Für die häusliche Pflege von Angehörigen kann man einen Pflegepauschbetrag absetzen. „Das habe ich im Beratungsgespräch mit Frau Steinbach bei der Lohi erfahren, nachdem meine Schwester ganz plötzlich gepflegt werden musste“, berichtet Marie Schäfer.

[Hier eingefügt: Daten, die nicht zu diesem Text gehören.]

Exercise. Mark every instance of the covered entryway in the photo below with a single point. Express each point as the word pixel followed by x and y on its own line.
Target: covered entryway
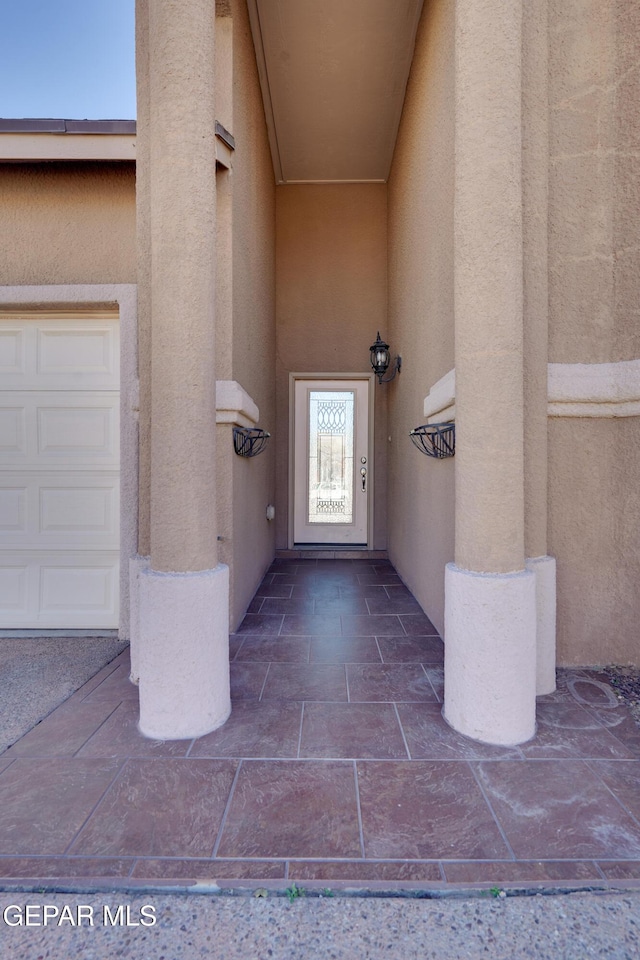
pixel 59 470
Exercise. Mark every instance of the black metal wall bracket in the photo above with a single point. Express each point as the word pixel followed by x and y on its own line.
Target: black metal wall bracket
pixel 435 439
pixel 249 441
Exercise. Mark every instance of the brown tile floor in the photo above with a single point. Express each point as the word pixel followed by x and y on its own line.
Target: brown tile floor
pixel 335 766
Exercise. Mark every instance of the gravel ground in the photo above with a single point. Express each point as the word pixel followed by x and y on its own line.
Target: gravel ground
pixel 626 684
pixel 38 674
pixel 560 927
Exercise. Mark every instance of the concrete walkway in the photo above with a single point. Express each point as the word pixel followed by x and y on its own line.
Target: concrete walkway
pixel 336 777
pixel 569 927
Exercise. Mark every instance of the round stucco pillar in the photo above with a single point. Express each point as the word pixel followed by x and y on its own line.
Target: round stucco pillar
pixel 535 190
pixel 183 592
pixel 490 612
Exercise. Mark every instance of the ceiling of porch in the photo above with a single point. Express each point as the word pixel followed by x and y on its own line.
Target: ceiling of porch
pixel 333 75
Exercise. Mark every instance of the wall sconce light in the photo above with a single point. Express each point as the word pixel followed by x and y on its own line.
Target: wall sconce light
pixel 380 360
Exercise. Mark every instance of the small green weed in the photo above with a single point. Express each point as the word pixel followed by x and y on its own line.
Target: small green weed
pixel 294 892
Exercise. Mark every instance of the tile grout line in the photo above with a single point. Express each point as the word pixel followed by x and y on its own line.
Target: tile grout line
pixel 300 731
pixel 223 820
pixel 491 810
pixel 96 806
pixel 590 760
pixel 190 747
pixel 358 809
pixel 98 685
pixel 599 869
pixel 264 682
pixel 99 727
pixel 404 739
pixel 435 692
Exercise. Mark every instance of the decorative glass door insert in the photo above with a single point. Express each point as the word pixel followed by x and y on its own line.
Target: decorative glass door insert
pixel 331 471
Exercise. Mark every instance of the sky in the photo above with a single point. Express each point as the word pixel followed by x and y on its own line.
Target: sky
pixel 67 59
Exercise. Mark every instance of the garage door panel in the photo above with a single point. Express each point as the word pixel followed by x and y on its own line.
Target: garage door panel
pixel 13 510
pixel 38 429
pixel 44 511
pixel 78 432
pixel 12 352
pixel 14 589
pixel 59 472
pixel 13 430
pixel 84 353
pixel 44 589
pixel 86 586
pixel 40 354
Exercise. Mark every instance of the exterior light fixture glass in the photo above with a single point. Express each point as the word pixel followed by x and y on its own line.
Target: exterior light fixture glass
pixel 381 358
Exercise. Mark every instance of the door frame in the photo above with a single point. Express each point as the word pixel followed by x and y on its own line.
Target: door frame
pixel 293 377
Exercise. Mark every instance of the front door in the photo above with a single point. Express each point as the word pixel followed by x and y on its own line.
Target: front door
pixel 331 461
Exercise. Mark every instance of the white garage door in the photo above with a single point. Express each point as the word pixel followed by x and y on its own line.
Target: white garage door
pixel 59 471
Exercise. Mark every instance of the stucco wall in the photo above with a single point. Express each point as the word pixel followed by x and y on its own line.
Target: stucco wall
pixel 594 301
pixel 246 345
pixel 331 300
pixel 421 490
pixel 68 223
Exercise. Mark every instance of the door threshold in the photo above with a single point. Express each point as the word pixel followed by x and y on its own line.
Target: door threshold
pixel 37 632
pixel 323 551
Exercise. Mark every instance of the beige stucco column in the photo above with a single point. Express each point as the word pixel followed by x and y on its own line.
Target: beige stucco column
pixel 490 614
pixel 183 592
pixel 535 188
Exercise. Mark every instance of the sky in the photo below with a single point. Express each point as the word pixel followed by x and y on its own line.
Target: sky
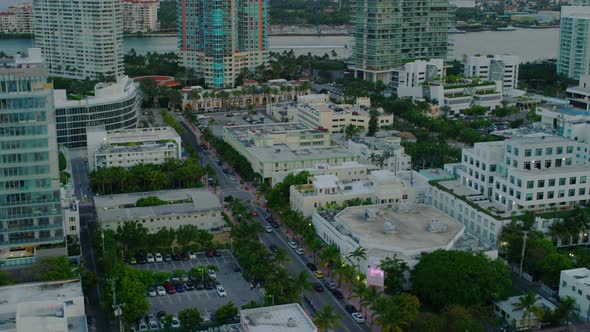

„Vor einem halben Jahr hatte meine Schwester einen schweren Schlaganfall. Über Nacht wurde sie zum Pflegefall der Stufe III. Um sie daheim pflegen zu können, bin ich sogar früher in Rente gegangen“, sagt die Rentnerin. Für diese Leistung kann sie 924 Euro im Jahr steuerlich geltend machen. „Damit habe ich eine Steuerrückerstattung erhalten, die ich in dieser neuen Situation auch gut gebrauchen kann“.


Rechtlicher Hintergrund

Wegen der außergewöhnlichen Belastungen, die einem Steuerpflichtigen durch die Pflege einer Person erwachsen, kann gem. § 33b Abs. 6 EStG anstelle der ihm tatsächlich entstandenen außergewöhnlichen Belastungen ein Pauschbetrag von 924 Euro im Kalenderjahr geltend gemacht werden, der Pflegepauschbetrag.

Voraussetzung ist, dass die zu pflegenden Person nicht nur vorübergehend hilflos ist und der Pflegende für die Pflege keine Einnahmen erhält. Als hilflos gilt eine Person, wenn sie für eine Reihe von häufig und regelmäßig wiederkehrenden Verrichtungen zur Sicherung ihrer persönlichen Existenz im Ablauf eines jeden Tages fremder Hilfe dauernd bedarf.

Die Pflege muss entweder in der Wohnung des Pflegenden oder in der Wohnung des Pflegebedürftigen persönlich durchführt werden. Wird ein Pflegebedürftiger von mehreren Personen im Veranlagungszeitraum gepflegt, wird der Pauschbetrag nach der Zahl der Pflegepersonen geteilt, wenn diese auch einen Anspruch auf den Pflegepauschbetrag haben.